The following Father’s Day, I took to social media and shared, “I had a great day thanks to my father dying of lung cancer when I was 12. I should write Philip Morris a letter. I bet Big Tobacco doesn’t get many thank you letters.”

It wasn’t the most nuanced entry in the world (nor, frankly, the best-received one), but it was a relief to be candid after years of feeling like a villain in a Disney animated film. We didn’t have an easy relationship. Why should I expect my feelings to be straightforward in response to his death?

Then, last year, my older sister patiently scanned over 2,000 pictures my father had taken over the last 30 years of his life. She emailed me a link to the massive online photo album website with a note: “I think I’ve found the cover art for your next comedy album.”

I clicked through the site. There were countless images of trees damaged by ice storms, our Ford LTD station wagon looking small next to giant snowdrifts, children looking small next to giant vegetables, and a big, drooling outdoor dog that we should have taken much better care of . When images captured groups of adults, each person held a cigarette in one hand and a drink in the other.

Then I found the photo she was referring to.

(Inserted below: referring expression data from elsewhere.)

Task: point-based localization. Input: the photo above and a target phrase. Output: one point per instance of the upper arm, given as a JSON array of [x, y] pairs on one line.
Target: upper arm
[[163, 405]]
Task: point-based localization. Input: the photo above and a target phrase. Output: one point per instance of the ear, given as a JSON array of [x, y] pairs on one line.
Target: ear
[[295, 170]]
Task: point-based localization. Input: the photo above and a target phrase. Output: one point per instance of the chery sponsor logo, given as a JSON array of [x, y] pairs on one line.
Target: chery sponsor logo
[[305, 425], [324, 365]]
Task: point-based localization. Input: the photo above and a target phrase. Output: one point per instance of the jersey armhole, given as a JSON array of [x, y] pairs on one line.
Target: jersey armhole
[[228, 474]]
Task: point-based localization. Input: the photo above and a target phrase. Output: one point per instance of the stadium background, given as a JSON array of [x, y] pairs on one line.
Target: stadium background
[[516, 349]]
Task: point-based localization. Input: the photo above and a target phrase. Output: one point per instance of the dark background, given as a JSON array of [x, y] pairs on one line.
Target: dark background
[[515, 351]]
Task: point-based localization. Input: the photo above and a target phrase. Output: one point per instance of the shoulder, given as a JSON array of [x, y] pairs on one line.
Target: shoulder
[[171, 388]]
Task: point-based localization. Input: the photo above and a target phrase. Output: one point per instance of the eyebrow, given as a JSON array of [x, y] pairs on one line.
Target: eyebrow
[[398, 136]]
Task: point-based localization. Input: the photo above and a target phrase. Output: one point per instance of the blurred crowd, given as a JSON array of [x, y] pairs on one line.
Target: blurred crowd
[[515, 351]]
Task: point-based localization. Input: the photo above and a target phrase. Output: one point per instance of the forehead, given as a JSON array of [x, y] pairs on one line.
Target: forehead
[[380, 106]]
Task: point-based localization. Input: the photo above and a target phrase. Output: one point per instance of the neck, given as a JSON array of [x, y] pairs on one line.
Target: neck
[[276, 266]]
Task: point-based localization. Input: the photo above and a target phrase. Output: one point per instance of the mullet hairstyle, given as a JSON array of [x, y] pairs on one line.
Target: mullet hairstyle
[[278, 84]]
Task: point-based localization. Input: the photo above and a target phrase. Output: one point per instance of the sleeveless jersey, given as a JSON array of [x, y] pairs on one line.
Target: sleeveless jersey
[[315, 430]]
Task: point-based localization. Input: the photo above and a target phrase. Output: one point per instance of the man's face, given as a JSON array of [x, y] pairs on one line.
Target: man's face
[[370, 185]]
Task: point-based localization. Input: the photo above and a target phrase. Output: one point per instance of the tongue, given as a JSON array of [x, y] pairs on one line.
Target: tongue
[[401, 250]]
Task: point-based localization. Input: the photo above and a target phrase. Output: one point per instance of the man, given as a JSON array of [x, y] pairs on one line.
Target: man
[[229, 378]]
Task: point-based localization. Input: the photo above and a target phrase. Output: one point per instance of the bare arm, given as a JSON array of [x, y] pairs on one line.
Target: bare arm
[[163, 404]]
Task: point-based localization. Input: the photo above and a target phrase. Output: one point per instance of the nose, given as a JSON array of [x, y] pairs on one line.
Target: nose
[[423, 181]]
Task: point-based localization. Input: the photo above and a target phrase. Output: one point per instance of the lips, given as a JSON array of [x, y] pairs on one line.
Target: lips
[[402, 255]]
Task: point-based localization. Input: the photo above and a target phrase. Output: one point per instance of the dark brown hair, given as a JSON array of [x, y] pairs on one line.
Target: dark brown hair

Despite wearing my brother’s battered baseball cap and a bat, I didn’t play baseball. I hung out in the woods, built a fort and lived my best life.

(Photo: Photo courtesy of Kelli Dunham)

(Photo: Photo courtesy of Kelli Dunham)

(Photo: Photo courtesy of Kelli Dunham)

I don’t have a clear recollection of my dad taking this photo, but he didn’t usually carry his camera with him, so he would have had to stop whatever work he was doing and get his camera, film and flashes out of the house capture this moment. It does not appear to be an anger-motivated behavioral sequence. It felt like a photo of someone who actually saw this kid.

Whenever I cliché my parents as “doing their best,” my slightly sarcastic New York therapist says in her slightly sarcastic New York way, “Hmmm. For real. So that was her best.”

They might not be shortlisted for Parents of the Year now (or in the ’70s), but in their context, given their skills and resources, they certainly could have done a lot worse.

This photo made me wonder how much more of me my father actually saw but didn’t have the emotional language or experience to communicate. What could have happened between my father and I if he had lived and had access to any tool to improve his relationships: therapy, the 12 steps, or even in a pinch AITA on Reddit?

Not that my dad would have become the kind of parent who would sport a wry handlebar mustache, brew his own kombucha, and give his kids multiple choices as to which brand of organic yogurt they would prefer. But in a world where my dentist asks for my pronouns and Target wears transmasculine packaging underwear, maybe he could have at least been proud of the sensitive, no man, no woman I’ve become.

My grief for my father is still complicated. Because I am so grateful for the years of reassurance his death has given me, it would be disingenuous to surrender my Glad Dead Dad’s Club membership card. My tears — which would, of course, turn him into bananas — reflect my sadness for both of us and our collectively missed potential opportunity to know and be known.